Anggota Komisi III dari Partai Demokrat Didi Irawadi Syamsuddin mengatakan pemilihan di DPR kerap menggunakan pendekatan politik. Yakni, memilih berdasarkan lobi politik, tanpa penilaian parameter yang jelas. “DPR itu kan lembaga politik, jadi ya tentu saja ada banyak kepentingan. Ada kepentingan fraksi, ada kepentingan individu anggota dewan sendiri,” ujarnya dalam sebuah diskusi di Jakarta, Rabu (9/11).

 

“Dalam lembaga politik itu omong kosong bila tak ada kepentingan politik di sana.
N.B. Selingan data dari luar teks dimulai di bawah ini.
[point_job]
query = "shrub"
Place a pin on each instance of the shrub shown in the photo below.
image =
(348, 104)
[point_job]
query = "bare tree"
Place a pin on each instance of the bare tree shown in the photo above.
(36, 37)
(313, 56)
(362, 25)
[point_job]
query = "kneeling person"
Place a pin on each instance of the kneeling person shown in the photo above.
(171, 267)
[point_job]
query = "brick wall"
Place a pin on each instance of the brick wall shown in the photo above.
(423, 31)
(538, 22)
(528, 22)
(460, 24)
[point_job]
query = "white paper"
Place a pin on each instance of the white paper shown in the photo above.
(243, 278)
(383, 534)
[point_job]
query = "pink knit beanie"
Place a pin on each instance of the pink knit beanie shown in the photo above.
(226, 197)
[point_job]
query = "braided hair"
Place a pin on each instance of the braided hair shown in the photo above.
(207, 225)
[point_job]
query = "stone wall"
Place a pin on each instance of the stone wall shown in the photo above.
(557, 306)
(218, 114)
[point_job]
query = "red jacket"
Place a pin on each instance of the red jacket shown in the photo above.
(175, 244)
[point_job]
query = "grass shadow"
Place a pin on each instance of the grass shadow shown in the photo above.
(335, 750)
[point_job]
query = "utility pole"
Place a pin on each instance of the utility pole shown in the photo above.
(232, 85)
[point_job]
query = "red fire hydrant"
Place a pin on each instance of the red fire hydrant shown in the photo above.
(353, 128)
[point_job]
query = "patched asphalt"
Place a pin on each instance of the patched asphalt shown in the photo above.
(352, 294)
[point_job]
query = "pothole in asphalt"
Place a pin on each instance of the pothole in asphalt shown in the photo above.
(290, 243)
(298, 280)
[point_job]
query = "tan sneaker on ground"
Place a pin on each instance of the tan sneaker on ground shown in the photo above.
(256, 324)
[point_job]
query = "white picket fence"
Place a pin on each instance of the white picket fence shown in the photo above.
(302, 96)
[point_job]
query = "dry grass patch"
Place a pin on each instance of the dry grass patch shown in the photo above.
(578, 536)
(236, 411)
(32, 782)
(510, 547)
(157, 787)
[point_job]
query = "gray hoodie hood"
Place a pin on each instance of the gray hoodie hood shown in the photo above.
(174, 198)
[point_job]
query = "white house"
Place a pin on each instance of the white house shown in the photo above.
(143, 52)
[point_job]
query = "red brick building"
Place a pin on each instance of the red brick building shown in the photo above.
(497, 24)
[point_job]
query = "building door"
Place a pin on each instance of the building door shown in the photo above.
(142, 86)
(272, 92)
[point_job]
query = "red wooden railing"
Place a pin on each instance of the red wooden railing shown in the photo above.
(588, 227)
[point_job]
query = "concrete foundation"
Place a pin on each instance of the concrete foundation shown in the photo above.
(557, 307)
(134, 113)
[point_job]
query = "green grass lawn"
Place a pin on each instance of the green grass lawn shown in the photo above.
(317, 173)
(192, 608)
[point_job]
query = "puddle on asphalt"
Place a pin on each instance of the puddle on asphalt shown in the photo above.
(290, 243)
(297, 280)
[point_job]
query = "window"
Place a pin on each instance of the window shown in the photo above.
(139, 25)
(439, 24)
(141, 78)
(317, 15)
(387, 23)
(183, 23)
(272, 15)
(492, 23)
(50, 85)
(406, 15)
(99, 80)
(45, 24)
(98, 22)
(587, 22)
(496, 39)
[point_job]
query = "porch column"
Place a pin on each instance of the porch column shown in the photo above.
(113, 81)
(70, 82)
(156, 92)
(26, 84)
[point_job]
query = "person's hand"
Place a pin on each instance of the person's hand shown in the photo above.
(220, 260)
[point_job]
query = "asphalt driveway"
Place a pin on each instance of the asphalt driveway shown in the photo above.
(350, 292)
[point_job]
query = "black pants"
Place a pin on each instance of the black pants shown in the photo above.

Saya bisa saja coba bilang, mari lepaskan baju biru, baju merah kita. Tapi ini susah sekali. Kepentingan politik sudah pasti ada. Kalau ditanya mengenai metodologi cara memilih, kita belum ada,” tegasnya.

 

Direktur Masyarakat Transparansi Indonesia (MTI) Jamil Mubarok mengatakan seharusnya DPR menjelaskan terlebih dahulu metodologi yang digunakannya dalam memilih capim KPK. “Ini sebagai bentuk pertanggungjawaban ke publik,” ujarnya. Dengan penjelasan metodologi yang digunakan, lanjutnya, maka publik bisa mengetahui apa parameter atau indikator yang digunakan oleh DPR dalam memilih capim KPK.

 

Jamil berharap dalam memilih capim KPK, anggota DPR memberikan skor secara terbuka kepada publik. Sehingga, proses pemilihan dapat dilakukan secara akuntabel. “Jadi, publik bisa tahu apa dasar anggota dewan memilih capim KPK,” tuturnya.

 

Anggota Panitia Seleksi (Pansel) Capim KPK Imam B Prasojo membandingkan dengan kinerja Pansel yang sebelumnya sudah menghasilkan delapan nama. Meski terjadi kompromi antar anggota Pansel, Imam mengungkapkan tetap saja ada indikator atau parameter yang digunakan. Misalnya, faktor kepemimpinan, integritas, kompetensi (dan komitmen), serta independensi.

 

“Dengan metodologi yang kami miliki, Pansel dapat memberikan skor sehingga bisa menentukan siapa yang terbaik. Kalau DPR tak mempunyai metodologi, lalu bagaimana mau menilai makalah yang telah ditulis oleh para calon,” tuturnya.